Singleton filed suit in 2020 to challenge CON restrictions. Lawyers from the Institute for Justice have helped him pursue the case.

Tyson’s opinion acknowledges that the single CON allocated to Carolina East “has not been revised for over ten years since 2012.”

“The 2021 State Medical Facilities Plan states there is ‘no need’ for new operating room capacity in the Craven, Jones, and Pamlico Counties planning area,” Tyson noted. “The tri-county planning area encompasses an area of approximately 1,814 square miles. Representatives of Carolina East informed Plaintiffs they will oppose any application they submit for an additional operating room CON within the tri-county area.”

Singleton could appeal the decision to the N.C. Supreme Court.

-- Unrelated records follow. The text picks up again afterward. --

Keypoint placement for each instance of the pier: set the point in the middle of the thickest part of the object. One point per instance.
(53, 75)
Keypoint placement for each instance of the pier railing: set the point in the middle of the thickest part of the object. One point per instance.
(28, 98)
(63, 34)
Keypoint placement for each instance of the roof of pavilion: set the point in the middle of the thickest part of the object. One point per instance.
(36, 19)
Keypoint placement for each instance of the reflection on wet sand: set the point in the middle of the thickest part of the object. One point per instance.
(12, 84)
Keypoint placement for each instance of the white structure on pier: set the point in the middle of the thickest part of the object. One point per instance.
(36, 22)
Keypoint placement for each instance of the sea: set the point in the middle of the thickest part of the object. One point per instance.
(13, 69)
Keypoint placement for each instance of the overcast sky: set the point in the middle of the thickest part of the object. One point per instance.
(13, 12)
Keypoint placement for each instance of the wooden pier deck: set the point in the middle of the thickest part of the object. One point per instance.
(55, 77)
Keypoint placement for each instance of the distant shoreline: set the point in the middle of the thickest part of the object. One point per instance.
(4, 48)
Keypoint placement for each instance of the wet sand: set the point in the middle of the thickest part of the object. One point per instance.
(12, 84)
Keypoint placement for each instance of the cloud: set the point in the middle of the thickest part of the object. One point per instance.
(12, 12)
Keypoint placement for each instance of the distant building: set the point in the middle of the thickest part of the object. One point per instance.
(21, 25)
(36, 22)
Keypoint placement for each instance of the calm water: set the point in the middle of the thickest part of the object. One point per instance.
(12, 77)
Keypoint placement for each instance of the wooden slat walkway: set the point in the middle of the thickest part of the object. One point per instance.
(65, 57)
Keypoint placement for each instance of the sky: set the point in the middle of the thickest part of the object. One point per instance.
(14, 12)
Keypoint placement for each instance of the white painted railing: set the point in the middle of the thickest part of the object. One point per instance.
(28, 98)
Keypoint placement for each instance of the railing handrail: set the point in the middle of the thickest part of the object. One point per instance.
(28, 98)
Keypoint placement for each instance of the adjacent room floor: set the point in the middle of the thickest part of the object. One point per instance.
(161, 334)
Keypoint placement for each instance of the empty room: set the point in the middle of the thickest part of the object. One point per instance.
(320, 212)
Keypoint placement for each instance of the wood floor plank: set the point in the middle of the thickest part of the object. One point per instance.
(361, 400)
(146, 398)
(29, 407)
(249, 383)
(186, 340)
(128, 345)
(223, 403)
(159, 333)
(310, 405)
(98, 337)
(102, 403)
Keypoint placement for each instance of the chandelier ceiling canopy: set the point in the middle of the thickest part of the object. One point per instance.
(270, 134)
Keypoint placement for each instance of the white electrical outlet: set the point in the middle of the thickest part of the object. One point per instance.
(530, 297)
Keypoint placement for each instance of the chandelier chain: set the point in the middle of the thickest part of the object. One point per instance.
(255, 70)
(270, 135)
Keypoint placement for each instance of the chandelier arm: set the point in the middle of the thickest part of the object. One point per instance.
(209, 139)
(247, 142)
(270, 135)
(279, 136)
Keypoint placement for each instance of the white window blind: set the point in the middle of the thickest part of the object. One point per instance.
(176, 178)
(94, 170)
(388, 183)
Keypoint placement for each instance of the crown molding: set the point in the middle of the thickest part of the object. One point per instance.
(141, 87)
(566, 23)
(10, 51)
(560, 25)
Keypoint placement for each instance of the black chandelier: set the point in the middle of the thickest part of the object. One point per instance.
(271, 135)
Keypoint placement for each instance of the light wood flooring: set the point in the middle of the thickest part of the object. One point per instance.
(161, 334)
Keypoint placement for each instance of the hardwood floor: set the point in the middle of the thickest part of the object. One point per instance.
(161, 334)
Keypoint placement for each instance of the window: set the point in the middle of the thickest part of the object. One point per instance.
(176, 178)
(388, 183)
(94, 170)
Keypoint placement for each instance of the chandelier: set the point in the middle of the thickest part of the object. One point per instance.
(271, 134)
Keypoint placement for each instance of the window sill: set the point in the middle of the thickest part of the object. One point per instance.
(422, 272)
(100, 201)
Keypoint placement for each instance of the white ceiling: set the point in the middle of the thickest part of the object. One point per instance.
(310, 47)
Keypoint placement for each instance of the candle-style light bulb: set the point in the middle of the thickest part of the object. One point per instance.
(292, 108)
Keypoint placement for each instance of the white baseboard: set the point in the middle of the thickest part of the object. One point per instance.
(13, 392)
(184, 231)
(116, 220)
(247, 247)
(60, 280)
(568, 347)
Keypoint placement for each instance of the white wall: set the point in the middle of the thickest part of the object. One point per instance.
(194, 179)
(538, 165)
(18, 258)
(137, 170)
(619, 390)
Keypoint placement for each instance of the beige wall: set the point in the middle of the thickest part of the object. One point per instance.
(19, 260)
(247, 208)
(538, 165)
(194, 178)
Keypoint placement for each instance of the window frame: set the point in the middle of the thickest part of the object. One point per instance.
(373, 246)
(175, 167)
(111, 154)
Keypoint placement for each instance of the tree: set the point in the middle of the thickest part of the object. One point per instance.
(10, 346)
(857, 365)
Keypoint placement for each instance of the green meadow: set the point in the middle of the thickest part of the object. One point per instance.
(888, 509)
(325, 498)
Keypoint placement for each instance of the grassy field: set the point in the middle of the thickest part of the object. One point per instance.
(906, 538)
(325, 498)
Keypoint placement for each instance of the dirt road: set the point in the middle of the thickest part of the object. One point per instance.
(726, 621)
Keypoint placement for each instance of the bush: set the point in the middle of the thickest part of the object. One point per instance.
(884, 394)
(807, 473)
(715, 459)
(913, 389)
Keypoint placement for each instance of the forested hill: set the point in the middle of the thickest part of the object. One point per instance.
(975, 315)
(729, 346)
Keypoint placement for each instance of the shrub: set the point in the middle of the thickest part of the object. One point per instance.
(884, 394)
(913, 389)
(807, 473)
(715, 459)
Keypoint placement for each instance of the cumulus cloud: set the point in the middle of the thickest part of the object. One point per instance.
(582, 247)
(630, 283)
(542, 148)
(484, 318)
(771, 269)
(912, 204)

Since the Appeals Court ruling was unanimous, the state’s highest court faces no obligation to take Singleton’s case.

“The court’s decision fails to engage with Dr. Singleton’s constitutional claims,” said IJ attorney Josh Windham in a news release. “Requiring him to apply for a CON — which does not exist — before he can bring a monopoly challenge is absurd. And turning a blind eye to a law that harms patients while padding the pockets of established players is a total abdication of the court’s duty to ensure that laws serve the public. We plan to appeal.”

Singleton shared his disappointment in the Appeals Court’s ruling. “All I want is a chance to compete so that I can offer my patients more affordable care,” Singleton said in the IJ news release. “It’s unfortunate that the court was so willing to rubberstamp this harmful and anti-competitive law, but I’m excited to continue pressing my rights — if necessary, all the way to the North Carolina Supreme Court.”